A State of Healthcare in the USA
Answers submitted by Meghan Gutierrez, Chief Communications Officer, Lymphoma Research Foundation
What are the present day issues in healthcare in general in the USA today?
This is a busy and critical time in the United States regarding healthcare. In the coming months we will witness implementation of several major provisions of the Affordable Care Act (ACA);
Congress will consider future funding for the country’s biomedical research enterprise against a backdrop of fiscal cliffs and sequestration; and the entire healthcare community will continue to grapple with the concept of meaningful payment reform. In addition, there are several oncology-specific policies currently being considered by the United States Congress. Topics include oral chemotherapy parity; prescription drug shortages and tracking/ distribution security systems; and physician reimbursement for cancer care planning.

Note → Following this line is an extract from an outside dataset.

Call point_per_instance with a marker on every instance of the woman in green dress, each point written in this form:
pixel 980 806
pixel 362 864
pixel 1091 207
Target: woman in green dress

Is healthcare funding a priority in the USA?
Funding in terms of cost, value and affordability are all major priorities in the United States. It is well known that this country spends more on health care than any other, and these figures continue to grow. So the question becomes one of resource allocation and access. At present, there are numerous public and private entities studying these questions with no clear answer or solution in sight. Are blood cancer therapies well supported in the USA comparatively to other countries? In the United States, insurance coverage and personal income often dictate the quality of a patient’s cancer care. As such, an individual’s access to particular therapies is influenced by the amount and type of health care coverage they have. Those covered by government plans like Medicare (the federal health insurance program for people who are age 65 or older and certain younger people with specific disorders and disabilities) have access to the majority of blood cancer therapies. Individuals covered by private plans can gain access to some form of care, though there may be limitations or restrictions based upon the type of coverage they carry. Uninsured and underinsured individuals may encounter obstacles obtaining care and may have to utilize co-pay assistance programs, financial aid programs and/or charity in order to afford their care. This piecemeal approach can not only limit their treatment options but leave the patient with considerable financial liability as well.
How would you rate access to hematologists and pathologists specializing in Blood Cancers in USA today? Are there regional issues, geographic issues? Etc.
Most of the lymphoma specialists that the Lymphoma Research Foundation (LRF) works with are affiliated with major healthcare centers and academic institutions. This tends to be representative of the field all over the United States. While these centers and hospitals are located throughout the country, a patient’s ability to travel can be a limiting factor in whether or not they can gain access to these experts. More often than not, patients who cannot be seen or treated at a major medical center are treated in their local community by an oncologist who may or may not have specific training in hematologic malignancies. In an effort to engage these community oncologists and create a connection between them and the lymphoma specialists we work with, LRF created the Lymphoma Rounds program. Lymphoma Rounds provides a forum for local healthcare professionals to meet on a regular basis and address issues specific to the diagnosis and treatment of their lymphoma patients. Participants network, share best practices and learn the latest information on new therapies and advances in the management of lymphoma through interactive case studies presented by lymphoma experts from major medical institutions in the area.